Hinge region annotation
In order to annotate the hinge region a tag needs to be added to the heavy chain, as in the example below:
Heavy → …LSPGK{VH:1-120}{CH1:121-218}{CH2:234-343}{CH3:344-450}{H:219-233}
- The H tag identifies the hinge region and the numbers 219-233 define the boundaries of the hinge region in the Heavy Chain sequence.
Disulfide bridge annotation
To add disulfide bridges to an antibody, the cysteines involved in the bridges will be marked. This annotation, like others, should be enclosed in brackets and present in both the light and heavy chains, as demonstrated in the example provided below:
Heavy → …{CH3:344-450}{H:219-233}{@223:1}{@229:2}{@232:3}
Light → …RGEC{VL:1-107}{CL:108-214}{@214:1}
- The @ symbol identifies the annotation for the disulfide bridge
- The first number defines the amino acid position involved in the disulfide bridge for the respective chain
- The second number defines the identifier of the disulfide bridge. Each identifier on one chain must correspond to an identical identifier on another chain. In this example, the disulfide bridge is between heavy chain residue 223 and the light chain residue 214. For the remaining disulfide bridges:
- If the antibody is monospecific then it is implied that the remaining bridges will be between the identical heavy chains
- If the antibody is bispecific, each remaining tag’s identifier on one heavy chain must correspond an identical identifier on the other heavy chain
- Intra-chain disulfide bridges do not need to be explicitly defined, but if desired they can be depicted in the same way of inter-chain bridges
The resulting table with all the described annotations will then look like this:
| Name | Heavy | Light |
| Trastuzumab | EVQLVES…LSPGK{VH:1-120}{CH1:121-218}{CH2:234-343}{CH3:344-450}{H:219-233}{@223:1}{@229:2}{@232:3} | DIQM…FNRGEC{VL:1-107}{CL:108-214}{@214:1} |
Once all information about regions and bridges are annotated, the imported structure will be represented as shown in Fig. 4.

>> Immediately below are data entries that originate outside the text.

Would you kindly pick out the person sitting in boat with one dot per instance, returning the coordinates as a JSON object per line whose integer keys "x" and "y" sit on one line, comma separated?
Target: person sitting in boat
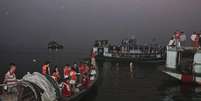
{"x": 195, "y": 40}
{"x": 85, "y": 81}
{"x": 93, "y": 58}
{"x": 66, "y": 88}
{"x": 73, "y": 77}
{"x": 92, "y": 73}
{"x": 172, "y": 42}
{"x": 81, "y": 70}
{"x": 56, "y": 74}
{"x": 10, "y": 78}
{"x": 46, "y": 68}
{"x": 76, "y": 68}
{"x": 67, "y": 70}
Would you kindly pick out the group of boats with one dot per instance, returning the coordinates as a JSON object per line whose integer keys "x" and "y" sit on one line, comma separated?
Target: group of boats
{"x": 183, "y": 63}
{"x": 128, "y": 50}
{"x": 38, "y": 87}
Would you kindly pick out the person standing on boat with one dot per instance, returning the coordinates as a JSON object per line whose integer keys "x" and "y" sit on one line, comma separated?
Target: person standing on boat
{"x": 172, "y": 42}
{"x": 67, "y": 70}
{"x": 66, "y": 88}
{"x": 197, "y": 44}
{"x": 93, "y": 58}
{"x": 56, "y": 74}
{"x": 10, "y": 78}
{"x": 92, "y": 72}
{"x": 195, "y": 38}
{"x": 73, "y": 78}
{"x": 46, "y": 69}
{"x": 177, "y": 37}
{"x": 131, "y": 66}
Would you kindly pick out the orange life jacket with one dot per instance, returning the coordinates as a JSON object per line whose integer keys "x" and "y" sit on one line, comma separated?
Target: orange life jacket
{"x": 66, "y": 71}
{"x": 66, "y": 90}
{"x": 73, "y": 75}
{"x": 178, "y": 34}
{"x": 44, "y": 70}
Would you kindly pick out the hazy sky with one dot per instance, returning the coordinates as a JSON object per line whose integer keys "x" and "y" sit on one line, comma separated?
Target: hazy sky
{"x": 32, "y": 23}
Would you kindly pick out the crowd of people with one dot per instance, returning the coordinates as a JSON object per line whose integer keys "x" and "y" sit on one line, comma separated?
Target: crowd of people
{"x": 178, "y": 37}
{"x": 70, "y": 79}
{"x": 75, "y": 77}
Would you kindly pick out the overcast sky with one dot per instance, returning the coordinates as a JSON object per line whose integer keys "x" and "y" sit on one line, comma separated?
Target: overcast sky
{"x": 77, "y": 23}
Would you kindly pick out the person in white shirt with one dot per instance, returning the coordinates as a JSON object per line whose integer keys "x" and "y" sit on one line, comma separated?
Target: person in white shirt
{"x": 172, "y": 42}
{"x": 10, "y": 78}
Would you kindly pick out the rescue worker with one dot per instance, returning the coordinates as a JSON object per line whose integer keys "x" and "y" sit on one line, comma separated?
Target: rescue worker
{"x": 46, "y": 69}
{"x": 93, "y": 58}
{"x": 10, "y": 78}
{"x": 73, "y": 78}
{"x": 177, "y": 37}
{"x": 81, "y": 71}
{"x": 67, "y": 70}
{"x": 131, "y": 67}
{"x": 197, "y": 45}
{"x": 66, "y": 88}
{"x": 172, "y": 42}
{"x": 56, "y": 74}
{"x": 193, "y": 38}
{"x": 92, "y": 73}
{"x": 85, "y": 80}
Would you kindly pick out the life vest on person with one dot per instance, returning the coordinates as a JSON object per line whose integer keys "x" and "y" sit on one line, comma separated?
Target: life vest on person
{"x": 45, "y": 70}
{"x": 177, "y": 35}
{"x": 55, "y": 76}
{"x": 93, "y": 55}
{"x": 66, "y": 90}
{"x": 73, "y": 75}
{"x": 66, "y": 72}
{"x": 85, "y": 82}
{"x": 81, "y": 68}
{"x": 10, "y": 78}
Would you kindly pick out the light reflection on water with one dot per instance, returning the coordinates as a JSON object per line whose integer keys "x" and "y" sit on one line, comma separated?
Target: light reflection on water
{"x": 116, "y": 82}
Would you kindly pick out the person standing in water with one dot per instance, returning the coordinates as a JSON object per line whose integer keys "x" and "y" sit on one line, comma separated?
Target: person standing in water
{"x": 56, "y": 74}
{"x": 10, "y": 78}
{"x": 46, "y": 68}
{"x": 131, "y": 66}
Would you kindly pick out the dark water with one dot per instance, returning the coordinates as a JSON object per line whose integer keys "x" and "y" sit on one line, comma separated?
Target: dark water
{"x": 116, "y": 83}
{"x": 146, "y": 83}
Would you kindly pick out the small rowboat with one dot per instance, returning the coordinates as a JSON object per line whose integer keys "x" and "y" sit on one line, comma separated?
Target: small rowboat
{"x": 37, "y": 87}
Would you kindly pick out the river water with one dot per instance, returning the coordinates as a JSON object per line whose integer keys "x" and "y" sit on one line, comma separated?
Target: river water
{"x": 115, "y": 83}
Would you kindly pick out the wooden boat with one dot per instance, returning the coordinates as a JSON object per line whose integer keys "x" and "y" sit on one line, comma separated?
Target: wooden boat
{"x": 37, "y": 87}
{"x": 128, "y": 51}
{"x": 184, "y": 64}
{"x": 84, "y": 92}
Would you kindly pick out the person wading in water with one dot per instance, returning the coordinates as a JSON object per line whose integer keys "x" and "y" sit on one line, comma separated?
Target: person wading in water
{"x": 46, "y": 68}
{"x": 10, "y": 78}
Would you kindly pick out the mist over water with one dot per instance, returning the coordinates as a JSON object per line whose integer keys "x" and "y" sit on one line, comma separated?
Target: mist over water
{"x": 26, "y": 27}
{"x": 77, "y": 23}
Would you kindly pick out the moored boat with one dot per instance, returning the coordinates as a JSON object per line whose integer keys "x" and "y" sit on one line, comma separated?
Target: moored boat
{"x": 128, "y": 50}
{"x": 184, "y": 64}
{"x": 38, "y": 87}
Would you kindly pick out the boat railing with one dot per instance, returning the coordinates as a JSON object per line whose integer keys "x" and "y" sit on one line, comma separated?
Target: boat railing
{"x": 18, "y": 91}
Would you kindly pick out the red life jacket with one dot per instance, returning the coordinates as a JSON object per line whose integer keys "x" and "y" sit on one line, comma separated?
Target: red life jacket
{"x": 66, "y": 71}
{"x": 73, "y": 75}
{"x": 44, "y": 70}
{"x": 81, "y": 68}
{"x": 93, "y": 55}
{"x": 85, "y": 82}
{"x": 178, "y": 34}
{"x": 66, "y": 90}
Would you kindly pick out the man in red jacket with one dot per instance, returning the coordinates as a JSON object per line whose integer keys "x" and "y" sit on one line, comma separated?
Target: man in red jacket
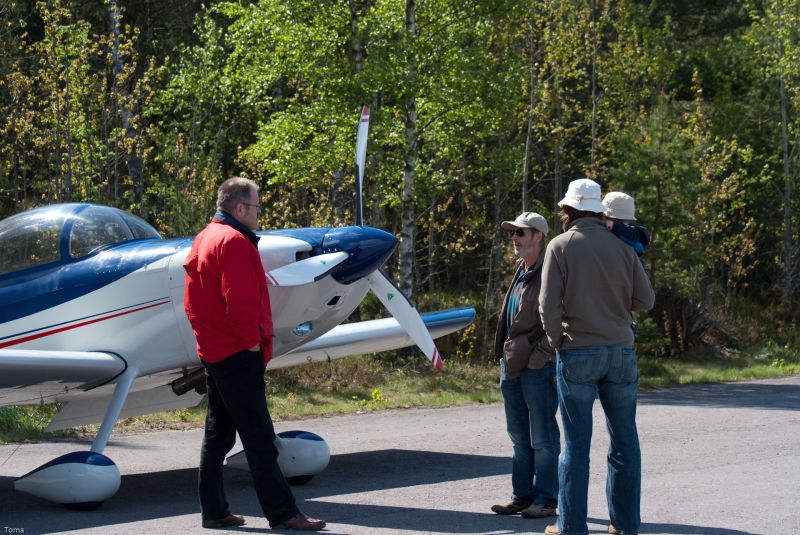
{"x": 227, "y": 302}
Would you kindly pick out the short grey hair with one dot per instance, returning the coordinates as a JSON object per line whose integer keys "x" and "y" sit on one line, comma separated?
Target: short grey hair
{"x": 233, "y": 191}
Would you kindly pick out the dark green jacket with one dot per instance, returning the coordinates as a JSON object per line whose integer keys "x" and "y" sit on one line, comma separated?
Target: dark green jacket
{"x": 525, "y": 343}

The import process of the structure of the antibody in CDD Vault is described in the next chapter.
Note: The system will give you an error if your disulfide bond amino acid position is NOT a cysteine.
Step 2: importing the antibody in CDD Vault
Once a data file has been created, the next step is to access the Import Data panel in your Vault and select your file. For a detailed guide on the import process, please refer to Importing the first compound library.
Proceed by selecting the “Compose macromolecules from columns” option from the drop-down menu, and click on “Update”. In the following step, select the “Antibody/ADC” option from the radio button.
If you have a sequence with annotated regions, your screen will look something like this:
Proceed by mapping the Light and Heavy chain fields to the corresponding column in your datasheet. If you are working with an asymmetric antibody, you can mark 3 chains (H1,H2, Light or Heavy, L1, L2) or 4 chains (H1,H2,L1,L2) In this case, your screen will look something like this:
Please note: at this step you do not need to map the Name column.
Once you have mapped all fields to the corresponding column, click on “Process File”.
Once the file is processed, a new column is added to the table in the Import flow, with the header “$MIXFILE_JSON”. This should be automatically mapped to the Antibody field of CDD Vault as in the screenshot below:
You can now map additional fields, such as “Name” to Synonym, or other columns that you may have added in your datasheet. Once all fields are mapped, you can commit the resulting entity to your vault and proceed to use it as your other molecules within the Vault.
Please note: while you do not need to import the column sequence chains again since their information is embedded in the “$MIXFILE_JSON” column, you can decide to import them in user-defined fields at the Molecule level to later search for them in CDD Vault.